Andrè Derain e la pittura luminosa
Andrè Derain: Il ponte di Charing Cross illustra con efficacia i caratteri della pittura luminosa e accesa dell'artista. La città di Londra è presente sullo sfondo e il primo piano è occupato dal viale trafficato. L'occhio dell'osservatore gode della prospettiva dilatata che rivela come l'artista non abbandoni mai del tutto la costruzione razionale dello spazio. Il pittore ha infatti steso sulla tela campiture cromatiche larghe che interagiscono fra loro con notevole vivacità. L'impiego delle tonalità è assolutamente soggettivo ed è giocato sul contrasto dei colori caldi e freddi. I quadri di Derain sono equilibrati circondati da una ricerca d'armonia compositiva che stempera ogni violenza espressiva.
Maurice de Vlaminck e l'influenza di Van Gogh
Maurice de Vlaminck: rappresentate estremo dei fauve condizionato dalle opere di Van Gogh come si vede nella tela Il ponte di Chatou si può chiaramente avvertire l'influsso del pittore olandese nella pennellata larga e mossa che crea vortici di nubi nel cielo accostando dei colori nella loro qualità solida e grumosa. Il quadro è un medesimo modo di sentire la realtà, di impossessarne attraverso il colore e di trasfigurarla attraverso l'istinto.

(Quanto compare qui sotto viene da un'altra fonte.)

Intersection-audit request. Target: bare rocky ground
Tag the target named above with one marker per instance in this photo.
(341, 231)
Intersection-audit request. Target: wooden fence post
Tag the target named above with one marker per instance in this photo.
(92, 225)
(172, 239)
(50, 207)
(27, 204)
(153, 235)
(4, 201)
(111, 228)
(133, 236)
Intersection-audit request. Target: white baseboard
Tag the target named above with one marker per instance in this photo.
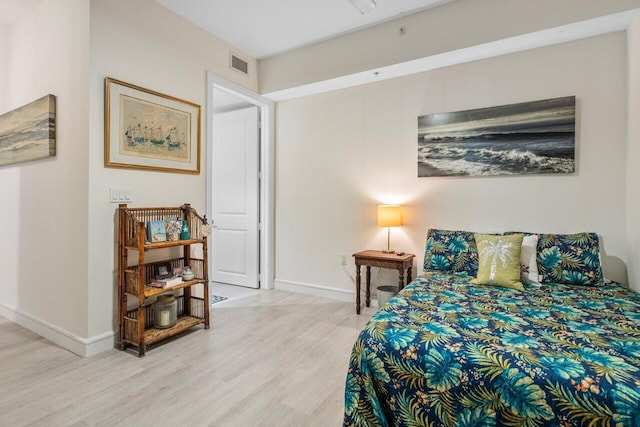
(84, 347)
(322, 291)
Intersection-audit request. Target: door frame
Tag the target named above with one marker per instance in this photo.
(267, 138)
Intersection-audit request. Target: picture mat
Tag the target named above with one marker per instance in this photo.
(115, 123)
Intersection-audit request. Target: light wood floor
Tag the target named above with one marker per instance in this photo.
(272, 359)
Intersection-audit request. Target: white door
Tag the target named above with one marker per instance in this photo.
(234, 240)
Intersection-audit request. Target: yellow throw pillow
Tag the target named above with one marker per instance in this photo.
(499, 260)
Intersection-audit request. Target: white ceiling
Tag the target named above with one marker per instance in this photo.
(264, 28)
(12, 10)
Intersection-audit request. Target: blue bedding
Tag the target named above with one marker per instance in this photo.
(445, 352)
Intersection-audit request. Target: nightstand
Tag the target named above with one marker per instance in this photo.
(383, 260)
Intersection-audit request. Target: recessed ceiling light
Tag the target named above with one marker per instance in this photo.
(364, 6)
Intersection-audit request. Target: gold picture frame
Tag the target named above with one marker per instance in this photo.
(147, 130)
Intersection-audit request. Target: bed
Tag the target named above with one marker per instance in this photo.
(448, 352)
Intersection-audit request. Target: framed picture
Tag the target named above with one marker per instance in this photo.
(163, 271)
(28, 132)
(156, 231)
(536, 137)
(150, 131)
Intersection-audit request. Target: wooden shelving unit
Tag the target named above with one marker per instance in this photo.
(135, 326)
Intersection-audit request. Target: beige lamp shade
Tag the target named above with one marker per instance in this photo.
(389, 215)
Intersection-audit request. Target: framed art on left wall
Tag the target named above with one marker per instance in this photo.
(28, 132)
(148, 130)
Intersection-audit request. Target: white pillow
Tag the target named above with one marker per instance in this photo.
(528, 262)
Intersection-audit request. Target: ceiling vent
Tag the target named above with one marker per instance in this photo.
(239, 64)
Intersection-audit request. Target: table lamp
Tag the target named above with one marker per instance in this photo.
(389, 216)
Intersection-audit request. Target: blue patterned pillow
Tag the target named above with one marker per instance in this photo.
(451, 252)
(572, 259)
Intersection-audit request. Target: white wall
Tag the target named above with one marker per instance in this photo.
(142, 43)
(455, 25)
(340, 154)
(5, 34)
(45, 202)
(633, 154)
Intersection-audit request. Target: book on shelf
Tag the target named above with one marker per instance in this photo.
(165, 283)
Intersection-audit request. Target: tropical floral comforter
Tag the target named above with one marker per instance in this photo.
(445, 352)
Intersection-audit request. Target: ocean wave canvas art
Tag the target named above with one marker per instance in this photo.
(527, 138)
(28, 132)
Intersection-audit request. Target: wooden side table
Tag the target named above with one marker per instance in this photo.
(380, 259)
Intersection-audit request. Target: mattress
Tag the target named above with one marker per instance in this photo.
(447, 352)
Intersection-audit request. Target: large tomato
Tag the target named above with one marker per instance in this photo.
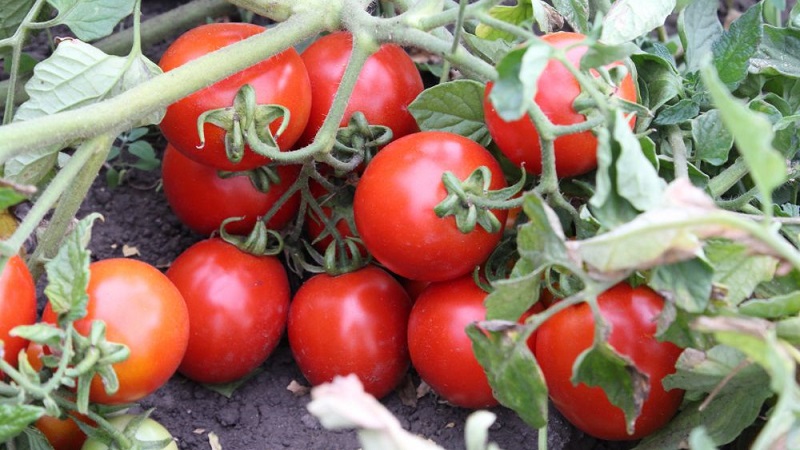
(351, 323)
(143, 310)
(387, 84)
(394, 204)
(281, 80)
(237, 303)
(202, 199)
(17, 306)
(576, 153)
(441, 350)
(632, 314)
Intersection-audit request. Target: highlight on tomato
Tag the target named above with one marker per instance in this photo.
(632, 314)
(576, 153)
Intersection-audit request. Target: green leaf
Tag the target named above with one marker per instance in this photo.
(518, 75)
(456, 106)
(91, 19)
(68, 272)
(699, 28)
(14, 419)
(712, 141)
(516, 379)
(626, 387)
(630, 19)
(753, 136)
(733, 50)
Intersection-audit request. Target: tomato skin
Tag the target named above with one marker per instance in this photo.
(351, 323)
(281, 79)
(17, 306)
(238, 304)
(387, 84)
(394, 204)
(441, 350)
(202, 200)
(632, 314)
(143, 310)
(576, 154)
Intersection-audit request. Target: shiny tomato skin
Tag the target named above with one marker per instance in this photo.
(351, 323)
(281, 79)
(17, 306)
(238, 304)
(441, 350)
(632, 314)
(387, 84)
(576, 153)
(201, 199)
(143, 310)
(394, 204)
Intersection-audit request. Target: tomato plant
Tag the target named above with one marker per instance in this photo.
(202, 199)
(351, 323)
(238, 304)
(143, 310)
(557, 90)
(387, 84)
(632, 314)
(281, 79)
(394, 207)
(17, 306)
(441, 351)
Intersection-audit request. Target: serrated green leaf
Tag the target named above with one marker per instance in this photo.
(515, 377)
(699, 28)
(91, 19)
(733, 50)
(14, 419)
(630, 19)
(456, 106)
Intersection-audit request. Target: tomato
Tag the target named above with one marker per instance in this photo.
(632, 314)
(441, 350)
(237, 304)
(281, 79)
(351, 323)
(17, 307)
(202, 199)
(387, 84)
(394, 204)
(143, 310)
(576, 153)
(148, 430)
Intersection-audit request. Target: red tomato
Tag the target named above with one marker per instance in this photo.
(17, 306)
(202, 200)
(440, 349)
(281, 79)
(632, 314)
(387, 84)
(237, 303)
(351, 323)
(576, 154)
(395, 199)
(143, 310)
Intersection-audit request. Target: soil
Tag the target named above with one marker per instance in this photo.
(263, 413)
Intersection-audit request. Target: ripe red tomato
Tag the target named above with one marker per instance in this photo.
(237, 304)
(281, 79)
(351, 323)
(440, 349)
(576, 153)
(387, 84)
(632, 314)
(17, 306)
(202, 199)
(394, 204)
(143, 310)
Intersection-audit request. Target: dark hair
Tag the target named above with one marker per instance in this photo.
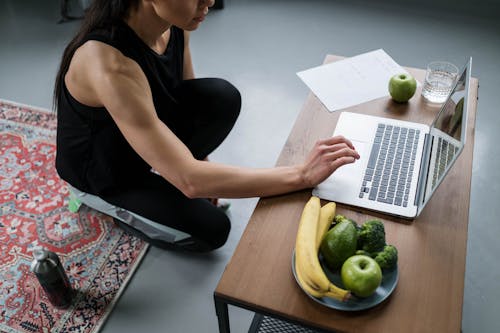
(100, 14)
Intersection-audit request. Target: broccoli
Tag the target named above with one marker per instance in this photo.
(365, 253)
(371, 236)
(339, 218)
(388, 257)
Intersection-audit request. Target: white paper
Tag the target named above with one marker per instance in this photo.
(352, 81)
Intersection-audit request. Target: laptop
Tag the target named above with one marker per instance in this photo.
(402, 163)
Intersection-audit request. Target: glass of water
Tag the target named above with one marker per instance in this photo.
(439, 80)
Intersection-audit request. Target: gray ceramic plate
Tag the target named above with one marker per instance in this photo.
(389, 282)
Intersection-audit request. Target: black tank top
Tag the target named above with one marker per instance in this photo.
(92, 154)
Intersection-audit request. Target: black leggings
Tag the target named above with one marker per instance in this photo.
(208, 109)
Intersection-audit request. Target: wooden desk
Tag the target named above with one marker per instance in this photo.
(432, 248)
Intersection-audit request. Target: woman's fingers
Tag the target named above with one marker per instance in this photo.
(339, 139)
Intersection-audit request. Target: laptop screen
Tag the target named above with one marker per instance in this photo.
(447, 136)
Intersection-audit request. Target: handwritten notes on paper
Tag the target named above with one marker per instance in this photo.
(352, 81)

Il pittore tradusse sulla tela le figure femminili che animavano i caffè e i ritrovi notturni. Nel dipinto La ballerina del Rat Mort la donna rappresentata colpisce per l'immediatezza con la quale si offre a chi la guarda. La posa è chiusa ma il volto sostiene lo sguardo dello spettatore. Il colore denso si deposita ovunque lasciando intatti solo parte del volto, del petto e delle braccia, dominate da un ampia stesura di antinaturalistico bianco. A livello tecnico si riconduce al puntinismo ma strvolgendo i principi con delle pennellate instinitive ed espressive
Domande da interrogazione
- Qual è l'origine del termine "espressionismo" e come si differenzia dall'Impressionismo?
- Quando e come è nato il termine "Fauves"?
- Quali sono le caratteristiche comuni degli artisti Fauves?
- Come si distingue la pittura di Andrè Derain?
- In che modo Maurice de Vlaminck è influenzato da Van Gogh?
Il termine "espressionismo" deriva dal latino "exprimerè", che significa spingere fuori. A differenza dell'Impressionismo, l'arte espressionista si allontana dalla rappresentazione oggettiva della realtà, raccontando invece come l'artista percepisce e vive il mondo circostante.
Il termine "Fauves" si diffuse nel 1905, quando un gruppo di giovani artisti partecipò al Salon d'Automne di Parigi, suscitando una reazione negativa della critica, in particolare da parte di Louis Vauxcelles, che commentò l'uso violento del colore nelle opere esposte.
I Fauves condividevano il rifiuto del disegno classico e prospettico, l'uso di colori puri e la volontà di distaccarsi dall'Impressionismo. La loro ricerca artistica si ispirava a movimenti come il puntinismo e le opere di Van Gogh, concentrandosi su soggetti come paesaggi e ritratti.
La pittura di Andrè Derain, come evidenziato nel suo lavoro "Il ponte di Charing Cross", è caratterizzata da tonalità soggettive e un uso vivace dei colori, mantenendo una certa costruzione razionale dello spazio e cercando un'armonia compositiva che attenua la violenza espressiva.
Maurice de Vlaminck, rappresentante estremo dei Fauves, mostra l'influenza di Van Gogh nella sua opera "Il ponte di Chatou", dove utilizza pennellate larghe e mosse per creare un senso di movimento e colore solido, trasfigurando la realtà attraverso l'istinto e il colore.